I’ll be helping the ladies find love this morning with KPOI’s Missed Connection this morning - well one lady in particular. And in my hashstash at 7:40, your chance to win a $25 gift certificate to Restaurant Epic on 1131 Nuuanu Avenue.
Now for that chance for me to help one particular woman find love this morning. You can read the actual ad [here].
Caught a quick glimpse across the checkout around 3:30 today. Thought you were tall, dark and handsome. In your forties (maybe) with a design cut into your hair. I am the tall blonde in a long skirt. Single?
A design cut into his hair? Who is he? MC Hammer? Is that one of the 90s fads that came back to haunt us? And even if so, is it okay for a guy in his 40s to do it? A 40-year old guy with a design shaved on his head … yeah, I’m pretty sure this guy is single. So tall, dark man stuck in the 90s, just one thing to tell you if you’re listening … Stop, Craigslist time. Get it? Like the song, Hammer Time?
I dunno about you but with two kids, money for me is always tight. So check out this cool list my producer put together of the best and worst items to purchase in June. Pretty useful stuff, check this out:
Lingerie (in case you and your wife still do that kind of thing… newlyweds, I guess) - lots of lingerie companies do semi-annual sales in late June
On to something more manly … grills. Most think that around Father’s Day is the best time for grills. Actually, June is a bad time for grills. If you wait just before 4th of July, retail research has shown you could save as much as 50% compared to what you’d pay right now.
Going Disney - The last weekend of June is the worst time to book a Disney-accessible hotel. Wait til August, where you could save up to 23%.

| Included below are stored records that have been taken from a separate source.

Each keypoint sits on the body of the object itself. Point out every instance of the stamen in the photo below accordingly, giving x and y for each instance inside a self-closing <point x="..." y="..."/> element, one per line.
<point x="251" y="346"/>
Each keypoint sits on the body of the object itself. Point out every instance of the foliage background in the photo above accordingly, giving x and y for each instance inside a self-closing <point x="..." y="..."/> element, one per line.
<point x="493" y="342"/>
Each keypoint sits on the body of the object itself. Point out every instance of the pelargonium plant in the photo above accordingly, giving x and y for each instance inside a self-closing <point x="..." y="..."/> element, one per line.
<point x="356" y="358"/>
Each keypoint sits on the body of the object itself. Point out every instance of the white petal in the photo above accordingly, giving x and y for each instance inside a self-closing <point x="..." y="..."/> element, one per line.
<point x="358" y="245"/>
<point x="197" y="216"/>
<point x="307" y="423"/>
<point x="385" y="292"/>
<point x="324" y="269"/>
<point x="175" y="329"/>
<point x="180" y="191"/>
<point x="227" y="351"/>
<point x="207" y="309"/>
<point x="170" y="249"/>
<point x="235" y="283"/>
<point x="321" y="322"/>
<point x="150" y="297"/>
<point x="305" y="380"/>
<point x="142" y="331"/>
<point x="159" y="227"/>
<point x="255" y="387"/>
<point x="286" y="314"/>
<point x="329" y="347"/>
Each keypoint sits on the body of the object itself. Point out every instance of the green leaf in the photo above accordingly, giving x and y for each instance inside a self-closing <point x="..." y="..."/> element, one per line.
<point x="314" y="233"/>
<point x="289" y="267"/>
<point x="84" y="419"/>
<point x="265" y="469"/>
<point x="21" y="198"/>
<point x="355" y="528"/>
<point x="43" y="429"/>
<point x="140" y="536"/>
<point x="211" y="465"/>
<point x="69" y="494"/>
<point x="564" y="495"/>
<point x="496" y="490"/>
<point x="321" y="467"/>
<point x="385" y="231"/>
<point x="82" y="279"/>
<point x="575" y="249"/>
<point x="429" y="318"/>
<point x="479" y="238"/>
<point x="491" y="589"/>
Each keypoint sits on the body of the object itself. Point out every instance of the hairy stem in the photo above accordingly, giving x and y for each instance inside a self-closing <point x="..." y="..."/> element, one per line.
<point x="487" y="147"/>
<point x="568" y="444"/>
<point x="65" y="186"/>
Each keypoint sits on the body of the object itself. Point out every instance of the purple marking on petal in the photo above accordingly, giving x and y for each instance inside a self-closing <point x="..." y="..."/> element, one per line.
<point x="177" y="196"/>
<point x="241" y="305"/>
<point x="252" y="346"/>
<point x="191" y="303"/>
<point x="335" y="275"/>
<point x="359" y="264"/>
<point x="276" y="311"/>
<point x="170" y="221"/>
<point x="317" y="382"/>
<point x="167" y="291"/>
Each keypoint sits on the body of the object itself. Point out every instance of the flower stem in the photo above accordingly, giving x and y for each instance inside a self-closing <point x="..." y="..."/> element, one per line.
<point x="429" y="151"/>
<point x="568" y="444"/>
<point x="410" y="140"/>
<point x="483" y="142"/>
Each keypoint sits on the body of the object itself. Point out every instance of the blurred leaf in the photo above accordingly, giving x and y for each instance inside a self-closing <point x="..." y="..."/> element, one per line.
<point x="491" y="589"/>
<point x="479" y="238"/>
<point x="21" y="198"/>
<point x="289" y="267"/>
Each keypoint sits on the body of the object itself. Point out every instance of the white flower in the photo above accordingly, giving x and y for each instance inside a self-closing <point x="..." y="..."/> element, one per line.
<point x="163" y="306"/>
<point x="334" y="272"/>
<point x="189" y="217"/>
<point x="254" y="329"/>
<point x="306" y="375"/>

Okay, one more... Apple products - June is typically when apple holds its developers conference and so products are refreshed. You don’t want to be buying these expensive devices when prices are going through major shifts because you might be paying top dollar for a product that is about to be considered old a week later.
Genius marketing 101 is what I call this next story. An eBay post for a second-hand Volkswagen Golf has gone viral after its owner used a sex doll to help sell it. A poseable mannequin called “Sandy” was used to stand in a number of positions inside and next to the German 1990 hatchback. She’s not in scantily clad type of clothing. She’s dressed like a soccer mom and they even use her to point out the areas of rust. It’s so awesome. Sandy’s owner, a married, father-of-three who does not wish to be named, uses the doll for professional purposes because they come ‘without the fuss’ of the real model. What is he really saying here? He’s saying because sex dolls don’t say no, or I’m tired, or not tonight, which is basically why the rest of us buy them. I dunno, that car is a 1990 model. Might wanna throw the doll into the deal. Keep her in the trunk, next to the road flares. Read the whole story [here].